Our Blocked Curriculum
What is a blocked curriculum?
A blocked curriculum is a way of timetabling Science and the foundation subjects into weekly or fortnightly blocks. Block teaching allows for these subjects to be taught in equal equity and have quality focused time. It allows us to ensure that no single subject or subjects are given reduced attention and that no subjects are missed from the curriculum. The blocked curriculum approach gives our children a more focused and immersive learning experience, one which enables their knowledge to become more deeply embedded as part of our knowledge-rich curriculum.
Which subjects are taught on a weekly basis and as part of the blocked curriculum?
Science, History, Geography, Design and Technology, Music and Art all form the subjects taught in the blocked curriculum. Some of our subjects are not taught as blocks due to them being provided on a weekly basis. These subjects are PE (including swimming), French (KS2), Maths, English, Phonics, Guided Reading, Spelling, Handwriting, Computing and RE.
How does a blocked curriculum impact our staff and children?
- Allows for staff to focus on quality implementation, as the intent of each block is pre-determined.
- Staff spend time ensuring there is effective building of sequential knowledge, with short time periods between adding new knowledge to existing knowledge
- Allows staff to address misconceptions quickly
- Maximises learning time as there is little or no afternoon transitions
- Stronger assessment judgements as it allows teachers to focus on a pupil’s progress in one curriculum area at a given time
- Improvement on staff work-load and well-being as they can focus on fewer subjects in more detail, creating high quality learning experiences for our pupils
- Children make quicker and stronger links with the blocked teaching time as there is more time for them to think about the lesson’s knowledge instead of moving on to another curriculum area within the same afternoon.
- Quizzing is deliberately planned in so that the children have plenty of opportunities to recall the key knowledge in the subject areas. . These quizzes occur throughout the year and is further enhanced by the teaching and learning strategies deployed in the classroom to allow children to recall the information frequently.
How does a blocked curriculum support memory?
Science and the foundation subjects have been deliberately designed by our subject leaders to progress and build on prior knowledge. The key knowledge has been identified by our expert subject leaders so that it is very clear to our teaching staff what the children must know by the end of the block. In doing this, it has improved staff subject knowledge in the blocked area as they have more time to invest into exploring the subject’s content. This immersive teaching experience reduces the time between reviewing prior knowledge and introducing new knowledge which allows for stronger connections in the brain (referred to as a schema).
When these neural networks become stronger, children can recall information quicker which helps them to access their learning and build on better. Furthermore, our teaching staff are trained to deploy the best Teaching and Learning strategies which enable effective pedagogy to maximise knowledge recall.
How does a blocked curriculum enable us to teach disciplinary and substantive knowledge?
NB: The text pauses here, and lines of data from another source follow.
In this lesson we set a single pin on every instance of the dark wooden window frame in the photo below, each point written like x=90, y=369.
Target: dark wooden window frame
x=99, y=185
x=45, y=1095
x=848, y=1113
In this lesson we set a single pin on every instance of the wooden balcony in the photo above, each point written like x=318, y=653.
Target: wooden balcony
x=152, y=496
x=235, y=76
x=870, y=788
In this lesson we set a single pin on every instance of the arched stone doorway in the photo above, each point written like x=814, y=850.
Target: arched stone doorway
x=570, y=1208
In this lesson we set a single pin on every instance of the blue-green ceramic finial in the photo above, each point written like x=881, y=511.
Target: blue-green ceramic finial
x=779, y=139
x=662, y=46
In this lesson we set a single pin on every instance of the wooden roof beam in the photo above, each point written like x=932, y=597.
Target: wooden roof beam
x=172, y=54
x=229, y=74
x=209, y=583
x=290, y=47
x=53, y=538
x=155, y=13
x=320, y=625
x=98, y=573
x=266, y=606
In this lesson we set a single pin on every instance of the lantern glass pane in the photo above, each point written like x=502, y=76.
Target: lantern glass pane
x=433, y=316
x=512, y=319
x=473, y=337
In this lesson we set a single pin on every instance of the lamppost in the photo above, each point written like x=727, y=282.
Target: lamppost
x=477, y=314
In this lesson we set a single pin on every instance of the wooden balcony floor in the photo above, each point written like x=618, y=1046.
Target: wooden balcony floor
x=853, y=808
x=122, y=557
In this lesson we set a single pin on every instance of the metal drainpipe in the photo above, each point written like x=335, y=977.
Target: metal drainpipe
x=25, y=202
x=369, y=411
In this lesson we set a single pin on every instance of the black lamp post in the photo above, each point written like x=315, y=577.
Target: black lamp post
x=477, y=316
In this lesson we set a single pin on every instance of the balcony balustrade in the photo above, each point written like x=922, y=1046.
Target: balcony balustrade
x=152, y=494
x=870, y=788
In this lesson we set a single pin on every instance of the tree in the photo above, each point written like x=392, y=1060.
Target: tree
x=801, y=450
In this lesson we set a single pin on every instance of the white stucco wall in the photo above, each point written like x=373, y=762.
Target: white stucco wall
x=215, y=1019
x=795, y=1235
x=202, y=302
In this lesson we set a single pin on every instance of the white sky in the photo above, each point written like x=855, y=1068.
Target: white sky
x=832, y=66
Through external and internal expertise, disciplinary skills have been identified for Science and the foundation subjects. These are introduced from Year 1 and continue until Year 6. The disciplinary skills are posed to children as ‘What does a good (insert Historian, Geography, Scientist) do?’ Each lessons reviews the subject’s disciplinary skills and then homes in on one skill which is the focus for that lesson. Although the skills are explicitly taught from Year 1, the Reception children are given the opportunity to practise some of the skills implicitly such as fieldwork in Geography or observing in Science.
The number of lessons in a block varies as it depends on the amount of substantive knowledge that needs to be taught in that unit. The children have the opportunity to showcase all of their substantive knowledge from the block in a final piece or end of unit quiz.
How does a blocked curriculum support Special Educational Needs and Disability (SEND) learners?
The immersive blocked curriculum reduces cognitive overload for our SEND learners as one curriculum area becomes the focus for the week or fortnight.